How to Train for A Triathlon Run

Now that you know what you’ll need for triathlon run training, follow the provided tasks step-by-step:

 

Running Fundamentals

Just like everything else in life, a solid foundation is a key to success. That’s why you must begin by mastering the fundamentals of injury-free and efficient running:

 

  1. Never land with your foot out in front– rather, it should be directly beneath your hips. This reduces impact stress and braking, allowing you to efficiently deliver energy from the former stride to the next.

 

  1. Keep heel unweighted during every stride cycle– a good runner always holds almost all of his/her body weight on the forefoot through every stride cycle. This delivers both energy return for propulsion and shock absorption for the upcoming stride.

 

  1. Run with a yield of at least 180 to 182 strikes– at any running speed for every minute. This reduces impact stress and fast-twitch muscle fiber recruitment, curbs the need for vertical displacement, and delivers the utmost energy return for the next stride.

 

  1. Generate propulsion via hip extension– never create thrust through knee extension or flexion.

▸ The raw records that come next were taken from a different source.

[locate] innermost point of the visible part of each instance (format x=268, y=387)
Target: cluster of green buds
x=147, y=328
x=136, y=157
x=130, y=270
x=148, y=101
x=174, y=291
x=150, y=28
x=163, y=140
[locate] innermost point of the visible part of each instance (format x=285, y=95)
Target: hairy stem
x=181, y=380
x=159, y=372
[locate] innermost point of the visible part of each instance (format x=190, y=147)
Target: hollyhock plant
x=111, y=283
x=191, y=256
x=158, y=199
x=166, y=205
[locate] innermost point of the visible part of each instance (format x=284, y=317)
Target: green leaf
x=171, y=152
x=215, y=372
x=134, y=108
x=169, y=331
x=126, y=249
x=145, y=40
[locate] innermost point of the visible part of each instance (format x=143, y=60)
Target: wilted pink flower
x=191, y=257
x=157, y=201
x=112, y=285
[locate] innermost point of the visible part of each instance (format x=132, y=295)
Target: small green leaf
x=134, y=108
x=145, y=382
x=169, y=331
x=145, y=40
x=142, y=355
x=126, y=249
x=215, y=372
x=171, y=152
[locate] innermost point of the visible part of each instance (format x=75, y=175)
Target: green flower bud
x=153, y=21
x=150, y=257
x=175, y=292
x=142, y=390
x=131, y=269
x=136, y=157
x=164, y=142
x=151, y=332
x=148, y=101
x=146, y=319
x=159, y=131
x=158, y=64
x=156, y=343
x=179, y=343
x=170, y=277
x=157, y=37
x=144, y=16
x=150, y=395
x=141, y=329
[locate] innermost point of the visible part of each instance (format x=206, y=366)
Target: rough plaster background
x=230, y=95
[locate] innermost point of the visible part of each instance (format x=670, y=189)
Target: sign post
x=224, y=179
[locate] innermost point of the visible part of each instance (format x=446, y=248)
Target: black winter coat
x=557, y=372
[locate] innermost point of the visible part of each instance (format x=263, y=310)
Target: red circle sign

Hip extension provides a more effective horizontal thrust and involves larger muscles to do the hard work.

 

  1. Before the foot hits the ground, accelerate it backward this reduces braking and allows propulsion to initiate the instant the foot bears weight.

 

  1. Curtail contact time between the ground and your foot as this allows optimal utilization of elastic recoil and prevents vertical displacement.

 

Triathlon Running

Once you’ve nailed the running fundamentals, it’s time to learn how to train for a triathlon run. If you’re already a good runner, you may assume that running is going to be the easiest aspect of a triathlon. However, you must remember that running a 5K isn’t the same as running a 5K after you’ve finished a 20K bike and 750 meters of swimming sprints.

 

Therefore, if you’re a seasoned runner, do most of your triathlon run training as a combination workout ensuing a bike workout or swim. For instance, run for fifteen to twenty minutes after you’ve concluded one of your other workouts.

 

Likewise, if you’re crossing over from a bicycling or swimming background, you should begin focusing on improving your running base. A great way to start building your running fitness is to switch between walking and running. For instance, jog for five minutes and follow it with a minute of walking. In the beginning, your total workout duration should be at least twenty minutes.

 

With time, as the routine gets easier, increase your run time to ten minutes with a minute of walking (total workout duration = thirty minutes). Gradually, your goal as an amateur should be thirty minutes of running without any stops. Lastly, try to run at least twice a week while you train for your first triathlon.

 

Bonus Triathlon Run Tips

Join a running group

Many seasoned runners practice with each other and provide guidance, tips, and tricks to people who’ve just begin their triathlon journey. Moreover, being part of a running or triathlon group can take away a lot of your fears and help you perceive things in a new light. Remember, triathlons aren’t just about physical strength but also your mental capabilities.

 

Recruit help

This can be anyone – a friend, professional, coach, etc. Make plans with a friend for an evening run, as skipping a workout is considerably harder when you know you’d be letting a friend down. Moreover, you can even hire an expert and get the help you need.

 

Our Final Thoughts

We hope this guide helps you to know how to train for a triathlon run. Don’t be discouraged by your lack of experience; simply follow this guide and be ready for the event in no time!